Di ruang tengah merangkap ruang makan ada Teguh PTT dari Tidore, serta Ade dan Tono, PTT dari HalBar yang heboh bermain PS. Sesekali mereka berteriak kalau salah satu diantara mereka ada yang berhasil membobol gawang lawan di permainan Winning Eleven. Tapi suara teriakan mereka hanya sayup-sayup terdengar di kamarku. Di ruang tamu ada Hasda, PTT dari Tidore. Cewek mungil itu sibuk browsing, surfing dan facebook-an di laptopnya. Dan Iwan, laboran Puskesmas Soasio menguasai teras depan sambil bermain gitar.

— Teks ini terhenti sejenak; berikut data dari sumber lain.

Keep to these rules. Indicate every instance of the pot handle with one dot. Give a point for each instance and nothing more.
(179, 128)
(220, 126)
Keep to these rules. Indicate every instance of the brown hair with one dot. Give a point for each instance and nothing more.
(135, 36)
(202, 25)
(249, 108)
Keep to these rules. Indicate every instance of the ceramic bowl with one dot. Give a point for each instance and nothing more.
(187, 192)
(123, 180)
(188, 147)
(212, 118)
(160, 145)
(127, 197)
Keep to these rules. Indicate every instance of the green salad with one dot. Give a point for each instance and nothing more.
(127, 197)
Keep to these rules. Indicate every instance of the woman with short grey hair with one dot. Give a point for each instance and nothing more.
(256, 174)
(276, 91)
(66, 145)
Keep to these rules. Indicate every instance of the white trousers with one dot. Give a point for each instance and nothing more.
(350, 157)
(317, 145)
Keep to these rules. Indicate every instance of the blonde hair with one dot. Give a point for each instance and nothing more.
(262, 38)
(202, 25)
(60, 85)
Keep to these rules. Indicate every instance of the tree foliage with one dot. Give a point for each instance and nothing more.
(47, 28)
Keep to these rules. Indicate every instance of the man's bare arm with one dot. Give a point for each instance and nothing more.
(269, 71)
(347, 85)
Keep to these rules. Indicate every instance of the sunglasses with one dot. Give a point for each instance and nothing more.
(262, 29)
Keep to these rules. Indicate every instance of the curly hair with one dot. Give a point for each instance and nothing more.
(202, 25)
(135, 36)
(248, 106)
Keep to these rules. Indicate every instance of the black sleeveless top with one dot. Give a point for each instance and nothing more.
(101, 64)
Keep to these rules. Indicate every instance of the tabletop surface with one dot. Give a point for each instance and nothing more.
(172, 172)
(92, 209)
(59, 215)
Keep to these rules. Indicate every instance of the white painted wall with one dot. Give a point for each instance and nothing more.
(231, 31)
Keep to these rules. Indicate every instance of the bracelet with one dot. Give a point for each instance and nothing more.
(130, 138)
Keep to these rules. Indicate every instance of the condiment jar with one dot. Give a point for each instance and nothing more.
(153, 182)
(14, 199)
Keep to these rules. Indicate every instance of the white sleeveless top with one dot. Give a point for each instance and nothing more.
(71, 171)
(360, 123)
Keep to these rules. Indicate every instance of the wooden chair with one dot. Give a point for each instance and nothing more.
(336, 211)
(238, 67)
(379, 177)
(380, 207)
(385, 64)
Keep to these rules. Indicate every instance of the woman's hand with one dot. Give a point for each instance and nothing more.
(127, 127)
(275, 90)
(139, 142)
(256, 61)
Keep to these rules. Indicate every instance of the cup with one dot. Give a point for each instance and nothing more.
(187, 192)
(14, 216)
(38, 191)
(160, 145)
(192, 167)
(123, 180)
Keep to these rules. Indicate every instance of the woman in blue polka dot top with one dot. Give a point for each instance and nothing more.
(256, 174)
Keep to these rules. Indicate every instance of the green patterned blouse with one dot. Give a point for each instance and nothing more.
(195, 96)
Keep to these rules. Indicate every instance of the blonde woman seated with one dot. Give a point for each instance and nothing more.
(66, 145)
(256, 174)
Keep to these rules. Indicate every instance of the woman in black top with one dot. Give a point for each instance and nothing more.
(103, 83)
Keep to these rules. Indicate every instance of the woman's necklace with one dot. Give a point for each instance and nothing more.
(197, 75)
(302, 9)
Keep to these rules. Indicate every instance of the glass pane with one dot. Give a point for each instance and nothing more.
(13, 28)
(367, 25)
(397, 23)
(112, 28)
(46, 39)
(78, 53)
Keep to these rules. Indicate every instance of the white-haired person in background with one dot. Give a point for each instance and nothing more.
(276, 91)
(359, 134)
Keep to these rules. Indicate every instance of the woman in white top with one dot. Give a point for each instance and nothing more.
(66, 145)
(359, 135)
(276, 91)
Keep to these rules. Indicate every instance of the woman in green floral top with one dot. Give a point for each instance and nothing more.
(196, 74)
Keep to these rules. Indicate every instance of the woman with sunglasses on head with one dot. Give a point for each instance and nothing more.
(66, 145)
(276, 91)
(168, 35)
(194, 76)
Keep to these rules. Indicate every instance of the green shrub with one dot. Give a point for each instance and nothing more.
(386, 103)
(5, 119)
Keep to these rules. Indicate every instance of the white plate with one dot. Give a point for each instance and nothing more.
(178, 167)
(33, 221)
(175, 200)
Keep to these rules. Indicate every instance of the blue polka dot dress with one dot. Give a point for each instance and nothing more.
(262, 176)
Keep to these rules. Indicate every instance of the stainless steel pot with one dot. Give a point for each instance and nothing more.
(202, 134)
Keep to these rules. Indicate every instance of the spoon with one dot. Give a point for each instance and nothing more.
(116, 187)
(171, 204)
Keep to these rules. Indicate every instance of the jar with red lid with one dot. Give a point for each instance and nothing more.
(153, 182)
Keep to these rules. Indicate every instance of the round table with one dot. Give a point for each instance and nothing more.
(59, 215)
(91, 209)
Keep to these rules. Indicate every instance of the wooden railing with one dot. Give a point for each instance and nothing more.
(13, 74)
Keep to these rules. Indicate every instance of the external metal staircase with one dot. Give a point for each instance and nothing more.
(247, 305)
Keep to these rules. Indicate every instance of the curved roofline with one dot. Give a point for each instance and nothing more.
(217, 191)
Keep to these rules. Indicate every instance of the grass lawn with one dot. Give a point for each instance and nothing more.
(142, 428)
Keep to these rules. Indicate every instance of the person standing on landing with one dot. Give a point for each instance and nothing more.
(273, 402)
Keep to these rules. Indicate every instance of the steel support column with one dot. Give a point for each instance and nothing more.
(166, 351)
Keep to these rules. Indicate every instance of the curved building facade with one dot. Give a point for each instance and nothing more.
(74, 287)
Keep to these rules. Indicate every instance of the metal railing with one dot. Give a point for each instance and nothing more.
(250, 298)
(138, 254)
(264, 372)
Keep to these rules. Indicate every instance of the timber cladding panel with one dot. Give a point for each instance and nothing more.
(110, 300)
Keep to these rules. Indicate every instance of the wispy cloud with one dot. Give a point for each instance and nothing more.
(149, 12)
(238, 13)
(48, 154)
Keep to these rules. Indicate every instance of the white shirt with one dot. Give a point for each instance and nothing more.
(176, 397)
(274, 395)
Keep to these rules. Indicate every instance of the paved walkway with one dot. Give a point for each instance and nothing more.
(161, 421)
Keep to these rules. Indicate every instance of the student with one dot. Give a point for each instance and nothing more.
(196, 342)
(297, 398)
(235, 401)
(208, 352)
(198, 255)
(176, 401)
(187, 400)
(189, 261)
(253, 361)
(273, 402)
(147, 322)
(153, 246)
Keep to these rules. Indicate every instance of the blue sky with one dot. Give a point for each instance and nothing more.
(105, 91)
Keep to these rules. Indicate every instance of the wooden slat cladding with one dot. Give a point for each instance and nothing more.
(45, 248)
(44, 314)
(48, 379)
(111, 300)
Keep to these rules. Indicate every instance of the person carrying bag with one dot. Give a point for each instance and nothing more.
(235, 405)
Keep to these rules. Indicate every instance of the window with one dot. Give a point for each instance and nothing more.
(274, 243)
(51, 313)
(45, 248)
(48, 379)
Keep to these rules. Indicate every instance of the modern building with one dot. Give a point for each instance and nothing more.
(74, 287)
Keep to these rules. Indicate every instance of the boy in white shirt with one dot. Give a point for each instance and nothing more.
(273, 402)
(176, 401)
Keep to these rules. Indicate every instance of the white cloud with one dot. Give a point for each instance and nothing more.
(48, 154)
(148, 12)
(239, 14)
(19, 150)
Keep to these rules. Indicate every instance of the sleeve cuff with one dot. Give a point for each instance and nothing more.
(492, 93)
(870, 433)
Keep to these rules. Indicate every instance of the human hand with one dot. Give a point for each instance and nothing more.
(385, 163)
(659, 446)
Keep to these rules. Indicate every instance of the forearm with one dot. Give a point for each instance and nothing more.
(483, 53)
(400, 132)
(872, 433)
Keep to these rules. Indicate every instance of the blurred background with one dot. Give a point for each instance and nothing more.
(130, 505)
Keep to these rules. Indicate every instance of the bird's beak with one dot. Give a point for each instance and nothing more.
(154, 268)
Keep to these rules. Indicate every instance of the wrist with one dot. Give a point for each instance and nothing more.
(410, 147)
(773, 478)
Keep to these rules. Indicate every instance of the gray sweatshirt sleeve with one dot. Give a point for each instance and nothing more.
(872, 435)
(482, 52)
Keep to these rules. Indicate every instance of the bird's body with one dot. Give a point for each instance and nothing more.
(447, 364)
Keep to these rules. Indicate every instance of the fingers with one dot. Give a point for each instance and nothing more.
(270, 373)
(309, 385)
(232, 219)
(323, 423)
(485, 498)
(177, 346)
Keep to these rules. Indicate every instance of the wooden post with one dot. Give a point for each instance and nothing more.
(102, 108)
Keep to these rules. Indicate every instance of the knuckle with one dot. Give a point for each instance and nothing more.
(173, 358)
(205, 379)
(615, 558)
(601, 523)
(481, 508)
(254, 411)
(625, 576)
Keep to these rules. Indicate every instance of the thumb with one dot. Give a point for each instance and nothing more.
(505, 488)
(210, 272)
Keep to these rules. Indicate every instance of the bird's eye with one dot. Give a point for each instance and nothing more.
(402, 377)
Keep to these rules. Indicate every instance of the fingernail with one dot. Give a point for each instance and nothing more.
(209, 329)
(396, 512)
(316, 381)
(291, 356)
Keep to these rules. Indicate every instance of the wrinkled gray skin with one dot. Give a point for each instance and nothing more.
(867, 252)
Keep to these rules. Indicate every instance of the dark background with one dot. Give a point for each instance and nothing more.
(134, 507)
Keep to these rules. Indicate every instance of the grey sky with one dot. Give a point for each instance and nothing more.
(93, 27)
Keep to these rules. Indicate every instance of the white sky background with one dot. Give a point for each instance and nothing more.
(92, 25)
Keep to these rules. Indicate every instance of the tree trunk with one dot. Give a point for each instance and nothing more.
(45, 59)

Meski suara takbir terdengar dari kejauhan tapi Idul Adha kali ini terasa sangat berbeda. Karena kita semua yang ada disini punya satu kesamaan. Para perantau yang tak bisa pulang merayakan Idul Adha. Kesamaan itu juga yang ngebuat kita, aku khususnya, tidak merasakan kehilangan momen Idul Adha karena aku tahu semua pasti rindu rumah. Tidak ada juga satu orang pun dari kita yang berniat membuat hidangan lebaran. Masuk diakal sih. Tidak mudah menyatukan selera kita semua yang berasal dari banyak suku di Indonesia. Aku Mandailing, Selvi Batak. Teguh, Ade dan Tono suku Jawa. Sementara Hasda Bugis, Defid Sunda dan Iwan orang Tidore yang tumbuh besar di Papua.

Yang pasti pada malam itu Iwan, Teguh dan Selvi malah sibuk berdiskusi tentang rumah siapa yang bersedia didatangi untuk menikmati hidangan lebaran mulai dari pagi, siang hingga malam. Tidak akan ada warung nasi yang buka pada hari Idul Adha dan kami semua pun terancam kelaparan esok hari. Sebenarnya ada banyak rumah yang bisa saja jadi sasaran untuk didatangi tapi itu kalau jumlah kita hanya 2-3 orang. Lah ini hingga 8 orang, sudah termasuk rombongan besar.

Mendadak malam itu kita semua galau memikirkan nasib perut sepanjang hari esok. Satu-satunya pilihan adalah menyebrang ke Ternate dan makan pagi, siang, hingga malam di Jatiland Mall. Tapi memang Allah itu baik banget. Lagi menggalau gitu, tiba-tiba Teguh dihubungi oleh teman kita sesama PTT yang sudah berkeluarga. Namanya Nalar. Nalar memutuskan untuk membawa hidangan Idul Adha yang telah dipersiapkannya ke rumah dinas Selvi. Dia tahu ada banyak mulut yang butuh makan tapi tak tahu mau makan dimana.

Malam takbiran itu kita tutup dengan penampilan Defid di kafe lokal di pinggir pantai dengan live music yang cukup hebat untuk ukuran kota kecil seperti Tidore. Dari sekian banyak lagu yang Defid nyanyikan, yang masih membekas dalam ingatanku hanya Noah - Separuh Aku, dan The Scripts - The Man Who Can't Be Moved.

Ketika hari telah berganti, tepatnya jam 02.00 kita semua beranjak pulang. Apalagi kalau bukan karena kafe itu sudah harus tutup. Ditemani angin laut yang sepoi-sepoi, di jalanan yang sepi aku menengadah ke langit melihat taburan bintang sambil dalam hati berkata :

"Malam Idul Adha ini beda banget dari biasanya. Tapi aku nggak ngeluh dengan perbedaan itu. Aku malah senang dengan keberanianku untuk datang ke rumah dinas Selvi. Aku ketemu keluarga baru disini. Keluarga sesama perantau."



Mengenang Idul Adha di Pulau Tidore, 26102012



.:: you may say I'm dreamer, but I'm not the only one ::.